Magnetic Resonance Imaging (MRI) is a non-invasive diagnostic tool that produces detailed images of the brain and spinal cord. Unlike X-rays and CT scans, MRI uses powerful magnets and radio waves to visualize the internal structures of the brain. This high-resolution imaging is crucial in the diagnosis and management of various neurological conditions. In MRI Brain anatomy can be visualized through different sequences, including T1-weighted, T2-weighted, Short Tau Inversion Recovery (STIR), Fluid Attenuated Inversion Recovery (FLAIR), and Diffusion-Weighted Imaging (DWI), each offering unique information.
T1-Weighted Imaging
In T1-weighted (T1W) images, the brain's anatomy is depicted with high spatial resolution. The cerebral spinal fluid (CSF) appears dark, while white matter is brighter than gray matter. This contrast is especially useful in identifying anatomic details, including the borders of the brain, the distinction between gray and white matter, and the visualization of subcortical structures (1). Fat is also bright on T1, which is helpful in identifying lesions with lipid content or areas of hemorrhage that have undergone methemoglobin formation.
T2-Weighted Imaging
T2-weighted (T2W) images provide a different contrast mechanism. Here, CSF is bright, and the brain's white matter appears darker than the gray matter (2). This sequence is sensitive to edema and inflammation and is therefore crucial in assessing pathologies like gliomas, demyelinating diseases, and infarcts. T2W imaging is also useful in detecting chronic microvascular changes and white matter lesions indicative of diseases such as multiple sclerosis (3).
Short Tau Inversion Recovery (STIR)
The STIR sequence is an inversion recovery sequence with a short inversion time, which nullifies the signal from fat. This is particularly valuable in detecting lesions near bony structures or within the spinal canal, where fat can often obscure pathology (4). It also increases the contrast of lesions in the brain that might be isointense on other T1 or T2 sequences.
Fluid Attenuated Inversion Recovery (FLAIR)
FLAIR imaging is similar to T2W but with a special inversion pulse that suppresses the CSF signal, making the CSF appear dark.
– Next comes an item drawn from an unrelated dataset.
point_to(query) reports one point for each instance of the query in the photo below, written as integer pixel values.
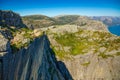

This sequence is particularly sensitive to detecting lesions adjacent to the CSF, which may otherwise be obscured due to the high signal intensity of the CSF on T2W images. FLAIR is particularly useful in identifying demyelinating lesions, gliosis, and subtle changes in the cortical and subcortical regions (5).
Diffusion-Weighted Imaging (DWI)
DWI is based on the molecular motion of water and is extremely sensitive to changes in the diffusion of water molecules within the brain tissue. In acute stroke, for instance, the diffusion of water is restricted within minutes of ischemia, which can be visualized as bright signals on DWI sequences (6). DWI can also identify abscesses, encephalitis, and demyelinating diseases.
MRI Anatomy of the Brain
The brain can be divided anatomically into the cerebrum, cerebellum, and brainstem, each with distinct functions and appearances on MRI sequences.
Cerebrum: The largest part of the brain, responsible for voluntary activities, intelligence, memory, and speech. On T1W images, the gray matter of the cerebral cortex and basal ganglia can be differentiated from the white matter. On T2W and FLAIR images, white matter abnormalities and lesions are more readily visible (7).
Cerebellum: Controls balance and coordinates movement. On MRI, the cerebellar folia are more finely detailed in T2W images, while T1W images provide a clearer distinction between the white and gray matter (8).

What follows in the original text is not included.